Résumé : Dans le monde entier, citoyens, militants et experts cherchent aujourd'hui à repenser nos sociétés et leur rapport à la nature à l'aune d'un usage et d'un gouvernement en commun des environnements et des ressources. Forêts et pâturages, terres et marais, lacs et rivières, pêcheries, systèmes d'irrigation : partout on redécouvre, expérimente, promeut leur gestion collective, avec l'espoir d'un avenir plus soutenable et plus démocratique.
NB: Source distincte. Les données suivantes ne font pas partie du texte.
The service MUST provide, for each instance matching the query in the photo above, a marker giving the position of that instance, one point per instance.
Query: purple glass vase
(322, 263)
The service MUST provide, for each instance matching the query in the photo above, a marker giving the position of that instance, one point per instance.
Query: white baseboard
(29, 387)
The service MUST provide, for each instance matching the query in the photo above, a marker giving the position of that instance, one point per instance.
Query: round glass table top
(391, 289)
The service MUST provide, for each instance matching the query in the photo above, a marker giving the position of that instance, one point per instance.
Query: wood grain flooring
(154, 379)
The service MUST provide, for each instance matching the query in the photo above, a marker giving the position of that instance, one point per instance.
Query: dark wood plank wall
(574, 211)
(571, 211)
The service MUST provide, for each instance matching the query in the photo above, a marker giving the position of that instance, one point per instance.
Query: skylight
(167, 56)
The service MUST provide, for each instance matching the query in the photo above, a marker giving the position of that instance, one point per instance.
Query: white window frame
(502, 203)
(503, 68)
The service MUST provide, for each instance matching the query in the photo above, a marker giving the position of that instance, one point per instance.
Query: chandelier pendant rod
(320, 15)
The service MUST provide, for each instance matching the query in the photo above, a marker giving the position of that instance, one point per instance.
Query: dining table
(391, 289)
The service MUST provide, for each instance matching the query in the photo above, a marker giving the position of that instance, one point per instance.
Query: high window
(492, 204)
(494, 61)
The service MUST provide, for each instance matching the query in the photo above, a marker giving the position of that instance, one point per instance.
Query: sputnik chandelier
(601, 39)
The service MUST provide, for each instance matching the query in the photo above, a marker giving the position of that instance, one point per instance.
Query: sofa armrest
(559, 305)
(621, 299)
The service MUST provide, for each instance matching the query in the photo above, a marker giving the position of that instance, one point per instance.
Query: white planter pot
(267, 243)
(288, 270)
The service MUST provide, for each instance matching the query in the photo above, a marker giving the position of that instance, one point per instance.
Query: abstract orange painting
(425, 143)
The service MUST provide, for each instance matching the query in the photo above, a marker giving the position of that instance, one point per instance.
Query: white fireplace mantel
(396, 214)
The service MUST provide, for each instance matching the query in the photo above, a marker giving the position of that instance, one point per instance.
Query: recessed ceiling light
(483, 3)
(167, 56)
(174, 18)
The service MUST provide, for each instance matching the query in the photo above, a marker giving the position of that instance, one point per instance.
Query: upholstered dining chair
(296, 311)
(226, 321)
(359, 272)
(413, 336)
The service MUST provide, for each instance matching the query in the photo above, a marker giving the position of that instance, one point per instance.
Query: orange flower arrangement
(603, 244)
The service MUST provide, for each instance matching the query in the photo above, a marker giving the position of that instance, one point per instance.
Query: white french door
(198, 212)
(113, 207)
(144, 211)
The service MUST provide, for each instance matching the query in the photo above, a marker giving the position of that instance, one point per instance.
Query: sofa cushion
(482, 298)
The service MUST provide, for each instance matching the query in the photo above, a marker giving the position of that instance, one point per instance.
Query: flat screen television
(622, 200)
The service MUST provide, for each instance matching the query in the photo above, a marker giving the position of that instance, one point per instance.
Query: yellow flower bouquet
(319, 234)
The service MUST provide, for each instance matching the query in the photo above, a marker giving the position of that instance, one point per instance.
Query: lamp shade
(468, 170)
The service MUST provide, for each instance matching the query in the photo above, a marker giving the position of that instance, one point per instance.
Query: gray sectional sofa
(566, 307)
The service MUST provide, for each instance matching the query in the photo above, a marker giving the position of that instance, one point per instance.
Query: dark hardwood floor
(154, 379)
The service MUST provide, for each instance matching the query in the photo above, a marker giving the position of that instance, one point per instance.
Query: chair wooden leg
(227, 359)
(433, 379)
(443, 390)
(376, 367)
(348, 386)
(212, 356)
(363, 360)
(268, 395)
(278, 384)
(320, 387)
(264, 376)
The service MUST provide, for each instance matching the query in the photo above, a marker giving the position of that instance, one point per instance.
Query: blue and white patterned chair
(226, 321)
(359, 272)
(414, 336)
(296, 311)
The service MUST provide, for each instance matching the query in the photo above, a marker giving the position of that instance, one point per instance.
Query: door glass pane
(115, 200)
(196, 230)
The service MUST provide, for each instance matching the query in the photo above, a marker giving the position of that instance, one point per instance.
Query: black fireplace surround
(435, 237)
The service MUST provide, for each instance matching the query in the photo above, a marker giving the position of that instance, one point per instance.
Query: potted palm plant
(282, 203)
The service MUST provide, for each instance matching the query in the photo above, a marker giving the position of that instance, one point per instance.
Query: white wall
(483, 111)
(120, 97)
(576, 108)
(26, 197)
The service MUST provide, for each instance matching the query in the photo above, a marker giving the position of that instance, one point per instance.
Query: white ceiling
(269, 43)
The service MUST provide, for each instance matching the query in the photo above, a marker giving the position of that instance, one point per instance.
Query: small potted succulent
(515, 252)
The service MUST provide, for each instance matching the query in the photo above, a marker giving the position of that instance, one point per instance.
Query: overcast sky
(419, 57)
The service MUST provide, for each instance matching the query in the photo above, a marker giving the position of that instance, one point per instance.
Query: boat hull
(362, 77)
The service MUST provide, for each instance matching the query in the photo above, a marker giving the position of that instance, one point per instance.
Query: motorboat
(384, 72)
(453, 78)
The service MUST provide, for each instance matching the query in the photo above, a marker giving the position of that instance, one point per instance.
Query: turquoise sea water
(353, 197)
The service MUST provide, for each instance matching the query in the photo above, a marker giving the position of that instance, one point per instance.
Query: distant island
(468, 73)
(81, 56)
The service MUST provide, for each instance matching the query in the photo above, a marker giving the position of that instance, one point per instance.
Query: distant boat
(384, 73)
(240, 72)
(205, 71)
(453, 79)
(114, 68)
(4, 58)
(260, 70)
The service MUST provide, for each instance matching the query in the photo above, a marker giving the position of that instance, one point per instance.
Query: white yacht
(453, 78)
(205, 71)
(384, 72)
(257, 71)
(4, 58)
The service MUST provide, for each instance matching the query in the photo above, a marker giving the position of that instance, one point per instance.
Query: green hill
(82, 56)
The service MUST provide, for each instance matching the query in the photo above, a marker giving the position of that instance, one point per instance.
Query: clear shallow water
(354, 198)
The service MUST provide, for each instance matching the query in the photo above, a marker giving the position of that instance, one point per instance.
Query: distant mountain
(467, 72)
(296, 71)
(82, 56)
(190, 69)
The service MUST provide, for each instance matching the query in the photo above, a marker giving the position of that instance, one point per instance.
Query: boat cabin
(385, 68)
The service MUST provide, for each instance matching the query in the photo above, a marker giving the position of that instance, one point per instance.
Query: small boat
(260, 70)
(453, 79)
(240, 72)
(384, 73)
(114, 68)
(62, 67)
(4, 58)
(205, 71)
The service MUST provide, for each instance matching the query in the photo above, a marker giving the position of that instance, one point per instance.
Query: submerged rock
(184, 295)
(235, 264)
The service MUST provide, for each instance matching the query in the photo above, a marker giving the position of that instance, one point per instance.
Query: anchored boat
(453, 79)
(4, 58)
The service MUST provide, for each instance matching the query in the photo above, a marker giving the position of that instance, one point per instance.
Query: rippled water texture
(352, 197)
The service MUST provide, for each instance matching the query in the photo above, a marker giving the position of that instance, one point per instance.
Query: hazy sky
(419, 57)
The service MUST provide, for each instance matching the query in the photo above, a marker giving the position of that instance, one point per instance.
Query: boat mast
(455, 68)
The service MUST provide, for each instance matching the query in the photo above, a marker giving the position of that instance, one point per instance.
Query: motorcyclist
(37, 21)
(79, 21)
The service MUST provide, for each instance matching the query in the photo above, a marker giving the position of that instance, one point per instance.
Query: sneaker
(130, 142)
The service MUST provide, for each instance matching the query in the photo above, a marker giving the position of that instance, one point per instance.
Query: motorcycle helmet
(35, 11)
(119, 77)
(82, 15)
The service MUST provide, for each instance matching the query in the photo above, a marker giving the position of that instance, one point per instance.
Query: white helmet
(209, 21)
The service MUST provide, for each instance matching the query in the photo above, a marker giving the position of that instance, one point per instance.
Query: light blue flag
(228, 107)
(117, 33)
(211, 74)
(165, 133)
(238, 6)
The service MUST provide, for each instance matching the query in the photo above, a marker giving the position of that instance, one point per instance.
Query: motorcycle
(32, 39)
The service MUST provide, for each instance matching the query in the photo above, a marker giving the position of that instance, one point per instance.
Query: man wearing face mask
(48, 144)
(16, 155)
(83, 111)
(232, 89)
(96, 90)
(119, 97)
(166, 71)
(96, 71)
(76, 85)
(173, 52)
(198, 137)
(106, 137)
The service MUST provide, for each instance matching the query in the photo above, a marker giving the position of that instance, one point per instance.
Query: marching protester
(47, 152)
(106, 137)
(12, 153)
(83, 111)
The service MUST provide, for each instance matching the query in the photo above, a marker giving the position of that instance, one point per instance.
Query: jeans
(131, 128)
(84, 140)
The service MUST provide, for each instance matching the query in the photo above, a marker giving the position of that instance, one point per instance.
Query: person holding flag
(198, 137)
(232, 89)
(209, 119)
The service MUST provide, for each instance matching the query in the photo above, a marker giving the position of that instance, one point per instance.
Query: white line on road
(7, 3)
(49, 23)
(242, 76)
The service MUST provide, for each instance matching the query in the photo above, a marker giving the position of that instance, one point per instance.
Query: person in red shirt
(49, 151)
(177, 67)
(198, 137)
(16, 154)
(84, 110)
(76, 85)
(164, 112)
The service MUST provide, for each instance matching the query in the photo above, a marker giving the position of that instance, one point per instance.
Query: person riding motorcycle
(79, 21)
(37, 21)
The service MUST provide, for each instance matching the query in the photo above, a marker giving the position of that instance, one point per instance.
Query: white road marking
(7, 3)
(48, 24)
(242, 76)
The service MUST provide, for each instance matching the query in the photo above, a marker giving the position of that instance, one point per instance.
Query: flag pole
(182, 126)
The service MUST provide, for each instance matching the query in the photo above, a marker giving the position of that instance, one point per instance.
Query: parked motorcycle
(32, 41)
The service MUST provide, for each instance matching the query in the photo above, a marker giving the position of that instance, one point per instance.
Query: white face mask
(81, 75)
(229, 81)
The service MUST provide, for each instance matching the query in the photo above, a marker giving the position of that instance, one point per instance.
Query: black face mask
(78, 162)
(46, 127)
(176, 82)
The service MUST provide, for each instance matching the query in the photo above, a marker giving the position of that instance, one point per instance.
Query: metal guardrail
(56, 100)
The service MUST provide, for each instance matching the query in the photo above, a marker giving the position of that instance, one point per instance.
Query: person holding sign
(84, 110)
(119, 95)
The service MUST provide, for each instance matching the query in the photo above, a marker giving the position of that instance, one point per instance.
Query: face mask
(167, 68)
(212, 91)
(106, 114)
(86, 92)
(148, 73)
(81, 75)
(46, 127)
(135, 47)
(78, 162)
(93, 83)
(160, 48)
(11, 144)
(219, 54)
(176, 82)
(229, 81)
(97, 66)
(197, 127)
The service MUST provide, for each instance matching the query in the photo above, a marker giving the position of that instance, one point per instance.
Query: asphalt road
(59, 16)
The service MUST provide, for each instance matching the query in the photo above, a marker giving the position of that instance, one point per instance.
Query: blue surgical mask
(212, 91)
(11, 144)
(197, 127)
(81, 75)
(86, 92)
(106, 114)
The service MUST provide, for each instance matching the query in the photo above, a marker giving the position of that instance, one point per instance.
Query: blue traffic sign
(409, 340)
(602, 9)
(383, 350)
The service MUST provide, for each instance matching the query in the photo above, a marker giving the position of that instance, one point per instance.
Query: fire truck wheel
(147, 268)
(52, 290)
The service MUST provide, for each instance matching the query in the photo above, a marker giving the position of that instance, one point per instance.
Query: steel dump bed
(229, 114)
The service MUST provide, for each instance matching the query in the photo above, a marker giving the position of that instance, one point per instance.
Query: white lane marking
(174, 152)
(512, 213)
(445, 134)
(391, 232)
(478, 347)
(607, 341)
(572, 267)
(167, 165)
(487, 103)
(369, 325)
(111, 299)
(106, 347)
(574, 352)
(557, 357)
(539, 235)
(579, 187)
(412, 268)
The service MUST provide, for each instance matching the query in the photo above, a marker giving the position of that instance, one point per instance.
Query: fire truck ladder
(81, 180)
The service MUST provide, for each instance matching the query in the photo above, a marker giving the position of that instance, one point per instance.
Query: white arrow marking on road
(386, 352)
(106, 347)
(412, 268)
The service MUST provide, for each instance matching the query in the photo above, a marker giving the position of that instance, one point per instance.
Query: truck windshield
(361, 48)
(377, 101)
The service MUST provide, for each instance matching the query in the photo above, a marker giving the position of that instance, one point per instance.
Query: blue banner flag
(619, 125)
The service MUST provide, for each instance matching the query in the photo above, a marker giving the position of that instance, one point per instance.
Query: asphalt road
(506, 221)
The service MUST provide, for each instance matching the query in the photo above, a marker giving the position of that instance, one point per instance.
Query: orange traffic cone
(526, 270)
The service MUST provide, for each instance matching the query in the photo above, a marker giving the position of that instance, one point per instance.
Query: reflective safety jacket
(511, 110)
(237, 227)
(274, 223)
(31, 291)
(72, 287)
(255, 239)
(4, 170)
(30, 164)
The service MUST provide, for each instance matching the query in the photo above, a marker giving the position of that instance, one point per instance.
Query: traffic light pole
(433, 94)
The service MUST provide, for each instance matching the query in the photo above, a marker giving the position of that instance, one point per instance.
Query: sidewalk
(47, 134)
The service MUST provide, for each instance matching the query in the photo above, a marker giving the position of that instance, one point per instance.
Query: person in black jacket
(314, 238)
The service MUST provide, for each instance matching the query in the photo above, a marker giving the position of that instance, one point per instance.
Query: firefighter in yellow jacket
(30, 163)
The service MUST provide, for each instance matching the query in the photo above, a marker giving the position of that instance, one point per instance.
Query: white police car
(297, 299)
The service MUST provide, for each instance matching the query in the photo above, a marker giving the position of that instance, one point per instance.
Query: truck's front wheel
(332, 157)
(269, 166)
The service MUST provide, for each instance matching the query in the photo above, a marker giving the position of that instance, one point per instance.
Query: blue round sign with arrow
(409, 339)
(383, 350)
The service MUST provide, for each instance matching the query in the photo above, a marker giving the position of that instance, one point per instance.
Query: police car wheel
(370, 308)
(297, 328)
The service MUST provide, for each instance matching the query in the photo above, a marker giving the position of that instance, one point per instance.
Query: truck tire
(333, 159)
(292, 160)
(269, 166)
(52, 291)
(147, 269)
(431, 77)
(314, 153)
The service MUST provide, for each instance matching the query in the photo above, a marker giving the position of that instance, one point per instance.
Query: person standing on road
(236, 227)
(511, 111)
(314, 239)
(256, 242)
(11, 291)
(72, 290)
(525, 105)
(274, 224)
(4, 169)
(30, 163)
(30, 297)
Ce monde des communs est à inventer, mais il hérite aussi d'une longue histoire que ce volume voudrait éclairer. Quelle place ceux-ci ont-ils occupée, en France et dans son Empire, sur la longue durée depuis le XVIIe siècle ? Comment les communs ont-ils évolué en lien avec les mutations de l'Etat et des marchés ? Quelles ont été leurs trajectoires dans le contexte des territoires colonisés par la France ? Et comment restituer toute la complexité des formes de gouvernement collectif des environnements, au-delà d'une conception parfois trop idéalisée des communs ? Une équipe d'historiens présente ici leurs résultats d'enquête sur tout ce pan encore trop méconnu de l'histoire sociale, écologique et politique de nos sociétés.